C’era una volta un piccolo coniglio bianco di nome Leo. Viveva in una comoda tana ai margini di un grande prato pieno di fiori colorati.

Una mattina, dopo una dolce pioggia, Leo vide qualcosa di meraviglioso nel cielo.

— Oh! Che cos’è quel grande ponte di colori? — chiese spalancando gli occhi.

La sua mamma sorrise.

— È un arcobaleno, piccolo mio. A volte appare dopo la pioggia.

Leo ammirò i suoi splendidi colori.

— Mi piacerebbe vederlo più da vicino! — disse con entusiasmo.

Allora partì attraverso il prato.

Camminò vicino alle margherite bianche e chiese a una coccinella:

— Sai dove si trova l’arcobaleno?

— No — rispose la coccinella — ma è molto bello da guardare.

Leo continuò il suo cammino. Incontrò uno scoiattolo impegnato a raccogliere nocciole.

— Hai visto l’arcobaleno?

— Sì — rispose lo scoiattolo — ma ogni volta che mi avvicino sembra allontanarsi.
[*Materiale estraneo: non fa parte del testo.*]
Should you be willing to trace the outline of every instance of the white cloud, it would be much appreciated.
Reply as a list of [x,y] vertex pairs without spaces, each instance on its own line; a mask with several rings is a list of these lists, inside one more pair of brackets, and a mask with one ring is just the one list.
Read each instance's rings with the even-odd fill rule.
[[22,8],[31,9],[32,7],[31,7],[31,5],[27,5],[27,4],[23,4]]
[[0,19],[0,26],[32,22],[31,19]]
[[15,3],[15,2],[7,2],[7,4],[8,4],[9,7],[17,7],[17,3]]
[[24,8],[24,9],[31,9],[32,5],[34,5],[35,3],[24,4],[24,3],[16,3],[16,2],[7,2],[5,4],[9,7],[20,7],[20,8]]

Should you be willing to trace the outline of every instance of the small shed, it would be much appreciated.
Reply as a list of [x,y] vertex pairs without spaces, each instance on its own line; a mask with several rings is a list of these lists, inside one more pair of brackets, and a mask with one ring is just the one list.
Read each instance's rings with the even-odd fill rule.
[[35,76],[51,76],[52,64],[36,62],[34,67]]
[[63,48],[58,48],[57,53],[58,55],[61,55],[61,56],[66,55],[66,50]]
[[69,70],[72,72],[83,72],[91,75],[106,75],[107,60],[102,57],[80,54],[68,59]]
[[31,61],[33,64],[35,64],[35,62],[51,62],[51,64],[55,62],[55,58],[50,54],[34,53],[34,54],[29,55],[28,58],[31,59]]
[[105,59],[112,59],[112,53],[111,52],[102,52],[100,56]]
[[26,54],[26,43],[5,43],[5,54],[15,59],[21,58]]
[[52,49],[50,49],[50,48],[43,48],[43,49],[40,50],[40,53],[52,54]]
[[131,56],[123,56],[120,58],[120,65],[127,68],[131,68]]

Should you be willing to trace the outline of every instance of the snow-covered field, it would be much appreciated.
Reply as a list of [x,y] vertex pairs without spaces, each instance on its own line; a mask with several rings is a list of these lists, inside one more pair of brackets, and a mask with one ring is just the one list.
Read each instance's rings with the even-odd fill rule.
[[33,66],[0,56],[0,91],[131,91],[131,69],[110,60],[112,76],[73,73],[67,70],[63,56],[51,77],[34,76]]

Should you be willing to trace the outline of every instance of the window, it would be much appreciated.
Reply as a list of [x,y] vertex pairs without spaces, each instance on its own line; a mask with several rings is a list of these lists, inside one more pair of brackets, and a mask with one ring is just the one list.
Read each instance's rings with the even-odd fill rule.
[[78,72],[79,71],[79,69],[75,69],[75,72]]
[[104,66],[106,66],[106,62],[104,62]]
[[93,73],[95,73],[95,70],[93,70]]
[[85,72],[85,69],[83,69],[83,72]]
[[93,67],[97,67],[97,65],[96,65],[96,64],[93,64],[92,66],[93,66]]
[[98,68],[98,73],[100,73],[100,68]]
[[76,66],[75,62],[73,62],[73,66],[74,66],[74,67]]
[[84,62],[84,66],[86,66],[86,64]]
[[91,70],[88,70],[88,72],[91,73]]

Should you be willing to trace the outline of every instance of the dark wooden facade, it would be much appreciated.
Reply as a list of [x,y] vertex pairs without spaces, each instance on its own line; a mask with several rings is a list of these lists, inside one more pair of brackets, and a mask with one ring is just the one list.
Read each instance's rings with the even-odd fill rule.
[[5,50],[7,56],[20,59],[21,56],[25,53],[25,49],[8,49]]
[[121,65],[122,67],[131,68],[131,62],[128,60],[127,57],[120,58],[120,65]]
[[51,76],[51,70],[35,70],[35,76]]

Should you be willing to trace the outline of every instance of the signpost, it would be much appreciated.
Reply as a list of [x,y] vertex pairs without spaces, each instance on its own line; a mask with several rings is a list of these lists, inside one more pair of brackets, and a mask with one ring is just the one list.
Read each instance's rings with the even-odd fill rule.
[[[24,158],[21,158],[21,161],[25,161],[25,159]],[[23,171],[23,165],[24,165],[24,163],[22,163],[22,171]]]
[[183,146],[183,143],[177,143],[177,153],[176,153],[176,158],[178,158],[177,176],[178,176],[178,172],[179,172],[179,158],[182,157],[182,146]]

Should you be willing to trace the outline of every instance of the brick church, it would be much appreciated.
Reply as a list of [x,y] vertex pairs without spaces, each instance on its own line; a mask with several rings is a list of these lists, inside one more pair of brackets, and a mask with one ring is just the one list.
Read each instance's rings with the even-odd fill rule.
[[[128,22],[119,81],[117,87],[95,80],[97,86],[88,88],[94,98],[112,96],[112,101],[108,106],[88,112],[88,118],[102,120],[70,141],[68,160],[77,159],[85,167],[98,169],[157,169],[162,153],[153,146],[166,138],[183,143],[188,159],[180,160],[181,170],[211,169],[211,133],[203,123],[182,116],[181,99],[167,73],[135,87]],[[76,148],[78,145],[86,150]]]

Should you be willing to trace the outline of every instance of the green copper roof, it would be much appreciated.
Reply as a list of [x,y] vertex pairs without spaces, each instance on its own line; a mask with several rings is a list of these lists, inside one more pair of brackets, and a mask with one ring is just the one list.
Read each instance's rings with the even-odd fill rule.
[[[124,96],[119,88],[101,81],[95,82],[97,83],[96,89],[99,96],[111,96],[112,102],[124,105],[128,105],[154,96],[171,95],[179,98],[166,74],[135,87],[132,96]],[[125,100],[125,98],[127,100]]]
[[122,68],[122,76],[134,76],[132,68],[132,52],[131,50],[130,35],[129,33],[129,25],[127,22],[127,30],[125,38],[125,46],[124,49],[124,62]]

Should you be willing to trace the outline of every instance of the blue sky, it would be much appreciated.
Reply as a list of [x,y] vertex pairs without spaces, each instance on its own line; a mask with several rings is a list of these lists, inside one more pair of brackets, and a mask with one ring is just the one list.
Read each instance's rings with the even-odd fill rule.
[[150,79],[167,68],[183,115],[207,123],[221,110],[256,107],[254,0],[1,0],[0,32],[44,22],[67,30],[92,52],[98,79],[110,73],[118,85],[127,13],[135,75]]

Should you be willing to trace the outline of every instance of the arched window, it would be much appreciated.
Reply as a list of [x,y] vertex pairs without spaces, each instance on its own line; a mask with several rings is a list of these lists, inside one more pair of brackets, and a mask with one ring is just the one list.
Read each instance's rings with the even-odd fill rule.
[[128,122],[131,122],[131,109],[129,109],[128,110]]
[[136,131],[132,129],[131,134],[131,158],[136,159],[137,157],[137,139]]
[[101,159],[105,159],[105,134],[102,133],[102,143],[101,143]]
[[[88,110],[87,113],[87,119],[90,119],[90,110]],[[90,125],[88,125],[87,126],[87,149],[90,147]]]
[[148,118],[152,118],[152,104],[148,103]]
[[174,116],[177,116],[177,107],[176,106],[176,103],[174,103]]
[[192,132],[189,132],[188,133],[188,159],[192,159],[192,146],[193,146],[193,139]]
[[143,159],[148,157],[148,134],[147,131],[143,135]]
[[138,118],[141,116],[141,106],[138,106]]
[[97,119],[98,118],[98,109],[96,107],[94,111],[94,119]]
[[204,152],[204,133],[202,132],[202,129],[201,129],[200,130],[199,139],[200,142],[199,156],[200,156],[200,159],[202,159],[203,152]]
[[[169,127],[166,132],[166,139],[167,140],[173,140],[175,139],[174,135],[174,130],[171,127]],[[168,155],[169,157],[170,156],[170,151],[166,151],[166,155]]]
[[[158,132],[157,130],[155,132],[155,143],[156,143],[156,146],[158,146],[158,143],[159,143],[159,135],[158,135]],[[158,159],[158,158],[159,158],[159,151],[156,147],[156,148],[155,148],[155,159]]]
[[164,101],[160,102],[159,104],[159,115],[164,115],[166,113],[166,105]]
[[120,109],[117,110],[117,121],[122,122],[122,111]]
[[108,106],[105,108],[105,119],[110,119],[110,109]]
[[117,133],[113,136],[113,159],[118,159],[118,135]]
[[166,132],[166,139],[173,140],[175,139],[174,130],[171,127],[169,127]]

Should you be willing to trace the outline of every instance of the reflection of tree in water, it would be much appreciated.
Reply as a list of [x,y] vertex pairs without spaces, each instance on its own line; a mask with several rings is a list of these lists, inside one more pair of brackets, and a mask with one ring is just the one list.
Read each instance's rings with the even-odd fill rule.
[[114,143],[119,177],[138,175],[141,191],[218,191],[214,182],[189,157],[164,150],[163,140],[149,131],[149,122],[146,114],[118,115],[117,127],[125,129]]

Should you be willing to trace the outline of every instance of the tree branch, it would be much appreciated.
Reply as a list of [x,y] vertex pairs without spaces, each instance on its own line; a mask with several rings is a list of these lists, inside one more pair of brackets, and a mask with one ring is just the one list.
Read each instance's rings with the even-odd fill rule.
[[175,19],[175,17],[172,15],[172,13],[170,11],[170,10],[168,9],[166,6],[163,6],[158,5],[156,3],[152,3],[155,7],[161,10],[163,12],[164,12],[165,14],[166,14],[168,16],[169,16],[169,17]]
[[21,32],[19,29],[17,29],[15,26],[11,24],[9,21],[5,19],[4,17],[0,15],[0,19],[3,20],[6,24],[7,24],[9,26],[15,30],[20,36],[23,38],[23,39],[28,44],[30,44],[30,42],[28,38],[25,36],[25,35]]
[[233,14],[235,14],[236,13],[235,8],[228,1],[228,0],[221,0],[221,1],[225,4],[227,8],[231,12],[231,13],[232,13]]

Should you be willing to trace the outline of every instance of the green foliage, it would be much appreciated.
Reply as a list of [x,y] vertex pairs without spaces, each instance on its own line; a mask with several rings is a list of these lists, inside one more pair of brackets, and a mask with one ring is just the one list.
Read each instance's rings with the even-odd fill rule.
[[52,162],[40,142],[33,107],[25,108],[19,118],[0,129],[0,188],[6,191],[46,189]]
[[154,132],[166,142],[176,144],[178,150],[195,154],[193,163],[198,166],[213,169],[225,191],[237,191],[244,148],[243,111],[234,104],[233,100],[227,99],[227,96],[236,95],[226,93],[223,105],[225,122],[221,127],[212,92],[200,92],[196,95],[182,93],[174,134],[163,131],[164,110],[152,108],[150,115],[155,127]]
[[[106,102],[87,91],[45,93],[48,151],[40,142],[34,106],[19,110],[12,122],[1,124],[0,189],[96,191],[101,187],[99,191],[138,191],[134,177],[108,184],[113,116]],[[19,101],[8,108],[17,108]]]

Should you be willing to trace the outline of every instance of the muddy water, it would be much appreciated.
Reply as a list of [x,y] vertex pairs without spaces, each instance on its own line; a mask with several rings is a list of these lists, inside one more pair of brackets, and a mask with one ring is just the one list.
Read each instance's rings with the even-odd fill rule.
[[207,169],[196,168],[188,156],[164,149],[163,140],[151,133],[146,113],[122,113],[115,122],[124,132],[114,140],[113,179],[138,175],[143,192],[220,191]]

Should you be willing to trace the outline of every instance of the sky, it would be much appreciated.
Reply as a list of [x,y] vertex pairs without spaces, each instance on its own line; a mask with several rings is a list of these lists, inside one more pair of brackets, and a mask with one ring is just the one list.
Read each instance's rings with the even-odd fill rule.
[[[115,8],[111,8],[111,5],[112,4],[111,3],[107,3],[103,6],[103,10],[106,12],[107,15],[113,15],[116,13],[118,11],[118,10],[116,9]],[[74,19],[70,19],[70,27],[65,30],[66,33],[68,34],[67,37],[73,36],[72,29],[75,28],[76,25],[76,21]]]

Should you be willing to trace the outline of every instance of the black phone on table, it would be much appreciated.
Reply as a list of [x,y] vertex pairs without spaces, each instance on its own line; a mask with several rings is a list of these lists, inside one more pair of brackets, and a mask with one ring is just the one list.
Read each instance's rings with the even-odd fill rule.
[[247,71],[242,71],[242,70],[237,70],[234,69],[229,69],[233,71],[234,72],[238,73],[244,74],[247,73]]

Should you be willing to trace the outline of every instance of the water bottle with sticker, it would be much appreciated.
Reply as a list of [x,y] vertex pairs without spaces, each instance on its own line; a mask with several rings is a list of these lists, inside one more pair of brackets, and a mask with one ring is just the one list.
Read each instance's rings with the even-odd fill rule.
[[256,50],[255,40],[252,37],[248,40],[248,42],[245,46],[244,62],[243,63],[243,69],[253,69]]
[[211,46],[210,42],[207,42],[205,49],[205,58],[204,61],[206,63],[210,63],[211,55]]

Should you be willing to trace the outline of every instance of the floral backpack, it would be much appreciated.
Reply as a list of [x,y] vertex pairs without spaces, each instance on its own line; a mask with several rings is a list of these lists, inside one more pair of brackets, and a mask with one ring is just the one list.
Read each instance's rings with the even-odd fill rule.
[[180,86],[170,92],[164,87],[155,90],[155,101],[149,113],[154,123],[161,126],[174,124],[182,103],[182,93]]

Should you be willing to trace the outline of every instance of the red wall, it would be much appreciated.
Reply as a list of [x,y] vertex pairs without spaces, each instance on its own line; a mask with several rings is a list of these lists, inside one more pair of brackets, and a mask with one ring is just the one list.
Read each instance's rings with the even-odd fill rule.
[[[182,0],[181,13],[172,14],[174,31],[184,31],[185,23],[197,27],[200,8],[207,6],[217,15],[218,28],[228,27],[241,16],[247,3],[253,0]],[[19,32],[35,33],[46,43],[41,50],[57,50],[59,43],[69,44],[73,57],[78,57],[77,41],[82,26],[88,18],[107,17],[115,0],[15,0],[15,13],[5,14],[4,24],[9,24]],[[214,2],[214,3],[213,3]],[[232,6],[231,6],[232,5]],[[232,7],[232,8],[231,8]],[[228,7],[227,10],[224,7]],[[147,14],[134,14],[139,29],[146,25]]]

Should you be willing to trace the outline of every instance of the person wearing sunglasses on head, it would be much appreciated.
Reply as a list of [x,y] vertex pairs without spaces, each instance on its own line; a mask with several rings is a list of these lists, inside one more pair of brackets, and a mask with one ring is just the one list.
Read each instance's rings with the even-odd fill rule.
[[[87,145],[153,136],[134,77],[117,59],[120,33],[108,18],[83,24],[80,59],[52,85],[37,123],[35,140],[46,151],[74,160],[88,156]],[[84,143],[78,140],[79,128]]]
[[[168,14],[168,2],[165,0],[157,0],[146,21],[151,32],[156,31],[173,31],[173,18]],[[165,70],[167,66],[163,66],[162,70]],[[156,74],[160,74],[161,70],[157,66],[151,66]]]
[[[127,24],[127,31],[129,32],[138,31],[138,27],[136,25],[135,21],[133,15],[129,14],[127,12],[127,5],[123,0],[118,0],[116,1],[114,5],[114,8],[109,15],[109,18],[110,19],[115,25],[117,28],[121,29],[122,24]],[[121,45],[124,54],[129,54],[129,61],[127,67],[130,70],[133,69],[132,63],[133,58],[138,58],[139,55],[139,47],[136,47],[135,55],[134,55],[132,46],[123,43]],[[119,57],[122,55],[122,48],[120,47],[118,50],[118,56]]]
Il piccolo coniglio proseguì il suo viaggio fino a una collina. Salì fino in cima e guardò tutto intorno.

L’arcobaleno brillava ancora nel cielo, ma era ancora lontano.

Stanco, Leo si sedette sull’erba. In quel momento, una farfalla colorata si posò vicino a lui.

— Perché sei triste? — chiese la farfalla.

— Volevo toccare l’arcobaleno, ma non ci riesco.

La farfalla sbatté dolcemente le ali.

— L’arcobaleno non è un luogo dove si può andare. È un dono del cielo perché possiamo ammirarne la bellezza.

Leo guardò di nuovo i colori luminosi e sorrise.

— Hai ragione. Posso godermelo anche da lontano.

Quando tornò a casa, raccontò la sua avventura alla mamma.

Da quel giorno, ogni volta che appariva un arcobaleno, Leo si fermava per un momento ad ammirarlo e a ricordare che alcune meraviglie sono fatte per essere contemplate.